El cineasta Andrzej Bartkowiak, de evidente origen polaco, condensa en una sola persona las dos facetas habituales del hombre de cine, el artista y el artesano. En la primera de ellas es un exquisito director de fotografía de larga y fructífera carrera, que ha trabajado con asiduidad para directores de primera línea como Sidney Lumet, John Huston, James L. Brooks y Martin Ritt, entre otros, destacando por su impecable trabajo en filmes como El honor de los Prizzi, El príncipe de la ciudad o El amor tiene dos caras. Por otra parte, en su más reciente faceta como director, Bartkowiak es mucho menos interesante, un cineasta impersonal, un artesano que pone en escenas atropelladamente historias generalmente de acción, al descarado servicio de estrellitas del género ya en declive, como Steven Seagal, o realizando adaptaciones de videojuegos a la gran pantalla, como ya ocurrió con la mediocre Doom, y ahora con esta Street Fighter: La leyenda, en la que es la segunda incursión de este popular título en pantalla grande con intérpretes de carne y hueso, tras la iniciática Street Fighter que perpetrara en 1994 Steven E. de Souza, con Jean-Claude Van Damme como protagonista.

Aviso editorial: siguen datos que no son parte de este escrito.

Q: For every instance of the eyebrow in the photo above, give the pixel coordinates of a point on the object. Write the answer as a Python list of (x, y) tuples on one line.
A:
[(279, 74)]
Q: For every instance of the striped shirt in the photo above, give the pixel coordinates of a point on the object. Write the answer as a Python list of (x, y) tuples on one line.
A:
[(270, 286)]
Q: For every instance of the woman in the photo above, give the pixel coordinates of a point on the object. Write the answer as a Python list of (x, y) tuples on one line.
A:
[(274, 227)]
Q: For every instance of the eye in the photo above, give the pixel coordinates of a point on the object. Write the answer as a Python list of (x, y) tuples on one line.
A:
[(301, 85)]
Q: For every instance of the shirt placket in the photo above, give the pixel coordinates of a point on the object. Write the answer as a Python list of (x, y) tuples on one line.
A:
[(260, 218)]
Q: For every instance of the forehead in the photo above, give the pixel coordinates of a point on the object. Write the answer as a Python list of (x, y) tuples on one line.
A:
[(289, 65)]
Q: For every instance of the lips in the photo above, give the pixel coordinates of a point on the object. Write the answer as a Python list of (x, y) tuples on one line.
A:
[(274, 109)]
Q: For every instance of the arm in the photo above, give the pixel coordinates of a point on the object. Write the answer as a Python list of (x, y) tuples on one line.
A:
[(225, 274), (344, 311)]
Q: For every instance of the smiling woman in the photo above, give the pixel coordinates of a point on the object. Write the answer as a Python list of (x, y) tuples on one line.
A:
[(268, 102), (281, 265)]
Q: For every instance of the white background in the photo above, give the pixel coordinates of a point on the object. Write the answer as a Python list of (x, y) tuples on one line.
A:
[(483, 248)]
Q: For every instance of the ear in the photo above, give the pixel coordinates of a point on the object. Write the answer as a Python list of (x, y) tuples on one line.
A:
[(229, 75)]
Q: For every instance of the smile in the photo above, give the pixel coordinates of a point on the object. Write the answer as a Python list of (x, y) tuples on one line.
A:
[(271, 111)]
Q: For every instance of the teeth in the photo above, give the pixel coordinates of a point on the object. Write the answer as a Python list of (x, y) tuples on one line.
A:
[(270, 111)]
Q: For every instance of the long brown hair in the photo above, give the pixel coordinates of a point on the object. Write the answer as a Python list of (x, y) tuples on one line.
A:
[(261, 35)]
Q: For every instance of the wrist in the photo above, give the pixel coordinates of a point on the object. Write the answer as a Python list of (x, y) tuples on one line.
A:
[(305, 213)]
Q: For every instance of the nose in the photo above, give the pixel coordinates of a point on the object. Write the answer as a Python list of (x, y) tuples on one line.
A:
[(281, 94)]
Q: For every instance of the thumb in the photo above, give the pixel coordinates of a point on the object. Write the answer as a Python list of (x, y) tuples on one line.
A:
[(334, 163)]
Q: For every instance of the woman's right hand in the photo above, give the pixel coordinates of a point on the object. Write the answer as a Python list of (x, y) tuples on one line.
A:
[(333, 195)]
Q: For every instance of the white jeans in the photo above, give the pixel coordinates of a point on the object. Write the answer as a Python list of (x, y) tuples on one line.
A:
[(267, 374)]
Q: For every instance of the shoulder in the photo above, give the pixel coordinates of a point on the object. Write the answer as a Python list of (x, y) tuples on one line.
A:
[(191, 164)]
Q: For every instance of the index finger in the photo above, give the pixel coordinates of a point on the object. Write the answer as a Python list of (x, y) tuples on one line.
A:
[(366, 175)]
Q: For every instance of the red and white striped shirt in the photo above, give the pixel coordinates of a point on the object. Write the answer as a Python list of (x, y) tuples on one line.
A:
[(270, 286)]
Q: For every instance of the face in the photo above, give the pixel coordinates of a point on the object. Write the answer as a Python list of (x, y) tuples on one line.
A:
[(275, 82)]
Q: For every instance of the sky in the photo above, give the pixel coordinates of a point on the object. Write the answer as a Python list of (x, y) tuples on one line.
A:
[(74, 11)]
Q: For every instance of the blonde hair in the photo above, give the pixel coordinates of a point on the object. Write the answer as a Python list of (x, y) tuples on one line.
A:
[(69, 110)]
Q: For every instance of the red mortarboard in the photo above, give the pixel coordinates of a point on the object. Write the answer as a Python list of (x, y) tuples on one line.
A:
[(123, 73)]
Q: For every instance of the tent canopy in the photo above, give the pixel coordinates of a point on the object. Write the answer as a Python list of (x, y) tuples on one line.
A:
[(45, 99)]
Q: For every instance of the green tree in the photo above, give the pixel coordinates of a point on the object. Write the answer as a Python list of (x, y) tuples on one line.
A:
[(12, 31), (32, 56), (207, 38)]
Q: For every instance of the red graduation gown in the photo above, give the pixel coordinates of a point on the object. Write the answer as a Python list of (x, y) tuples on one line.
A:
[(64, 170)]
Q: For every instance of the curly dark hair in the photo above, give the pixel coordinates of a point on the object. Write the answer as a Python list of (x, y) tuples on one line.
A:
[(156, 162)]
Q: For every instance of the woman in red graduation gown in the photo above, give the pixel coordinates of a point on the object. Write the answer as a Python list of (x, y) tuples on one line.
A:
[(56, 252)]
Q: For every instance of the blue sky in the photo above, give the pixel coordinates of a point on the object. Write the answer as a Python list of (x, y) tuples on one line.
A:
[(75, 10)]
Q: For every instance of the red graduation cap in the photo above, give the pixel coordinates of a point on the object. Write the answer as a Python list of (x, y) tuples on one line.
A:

Street Fighter es uno de los juegos de ordenador que podríamos denominar “pura sangre” (o más castizamente, “de pata negra”), de la misma jerarquía de un Thomb Raider (Lara Croft), Final Fantasy o, en otro contexto, Super Mario Bros. Fue uno de los primeros que salió a un mercado aún en mantillas, poco después de mediados de los años ochenta, y su prestigio se agrandó con la esencial segunda edición de primeros de los noventa. Plantea el clásico enfrentamiento entre el Bien y el Mal, con un personaje pérfido (Bison, Vega, Balrog, dependiendo del momento histórico o del país, por problemas de derechos o para precaverse de demandas de los insaciables abogados yanquis) que es, seguramente, lo mejor del producto, un villano a la altura de los peores malvados de Disney (lo que equivale a jugar en la Primera División de Canallalandia…), un tipo infecto, carente, literalmente, de escrúpulos, que concibe, como un Mad Doctor cualquiera, dominar el mundo, aunque sea a la escala reducida de Bangkok (quizá no tan reducida: hablamos de casi seis millones de habitantes…).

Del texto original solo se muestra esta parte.